October 28, 2013

The Party's Over

We’ve been living on borrowed time for the past month.  Daytime temperatures have risen as high as the sixties and low seventies while the all-important nighttime temperatures dropped into the thirties but fell below 35 only once or twice.  The result has been a best-of-both-worlds autumn: lots of color on the things that are supposed to change color (trees and shrubs), with an extended season of green for our annuals and temperature-sensitive perennials. 
The Japanese waxbells that were still
attractive just a few weeks ago...
Three nights ago, though, a cold front came through Boston and we awakened to temperatures in the low twenties.  In just six hours, the last vestige of the 2013 summer gardening season vanished.
... turned to brown stalks overnight.
The change was startling.  The Carolina Silverbell (Halesia tetraptera) behind our house dropped every one of its still-green leaves in the space of a few hours.  Our Japanese waxbells (Kirengeshoma palmata), though somewhat straggly in appearance because we’re down to ten hours of sunlight, were looking fine Thursday afternoon.  Friday morning, they were limp brown stalks.  Except for the most sheltered specimens, our hostas collapsed into yellow mush.  Overnight, the leaves on our hydrangeas turned limp and black.
The inner sidewalk bed on
Memorial Day...
Those few hours of a hard freeze greatly simplified our end-of-gardening-season clean-up strategy.  A week ago, I was cutting down perennials as they passed from green to yellow.  This past weekend, Betty and I clear-cut entire beds.  The only perennials that stand unscathed are the hellebores and heucheras (both winter-hardy), and a group of plants that are marked to be divided.

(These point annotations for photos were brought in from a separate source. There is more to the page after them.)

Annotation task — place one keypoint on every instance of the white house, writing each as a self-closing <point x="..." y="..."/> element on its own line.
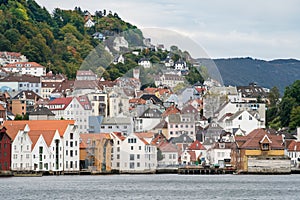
<point x="19" y="83"/>
<point x="21" y="158"/>
<point x="145" y="62"/>
<point x="180" y="65"/>
<point x="170" y="80"/>
<point x="244" y="120"/>
<point x="89" y="23"/>
<point x="148" y="120"/>
<point x="11" y="57"/>
<point x="117" y="124"/>
<point x="220" y="154"/>
<point x="29" y="68"/>
<point x="72" y="108"/>
<point x="56" y="146"/>
<point x="293" y="151"/>
<point x="41" y="153"/>
<point x="133" y="155"/>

... and after it was cut down
over the weekend.
The vegetable garden is now just a small clutch of frost-tolerant root crops (turnips, carrots) and cold-indifferent specimens like chard and leeks.  The fence is gone, and we can only hope that the deer are occupied elsewhere.  The day before the hard frost, we were in the Berkshires and raced back in the later afternoon, picking two dozen gorgeous butternut squash just as the sun set.  Had those squash remained in the garden overnight, they would have been damaged.  Instead, they’re now in our basement, cleaned and ready to age into perfection and ready for use over the next several months.
There’s no rhyme or reason to the date of the first hard frost.  It has come as early as the middle of September and as late as early November.  Given a choice in the matter, I prefer the lingering autumn, with a gradual cooling that is finally punctuated by that freeze.  We have at least four months before we see the first crocus and snowdrops, and five months before winter gives up its hold on our corner of New England.  Knowing what lies ahead makes me appreciate this October respite all the more.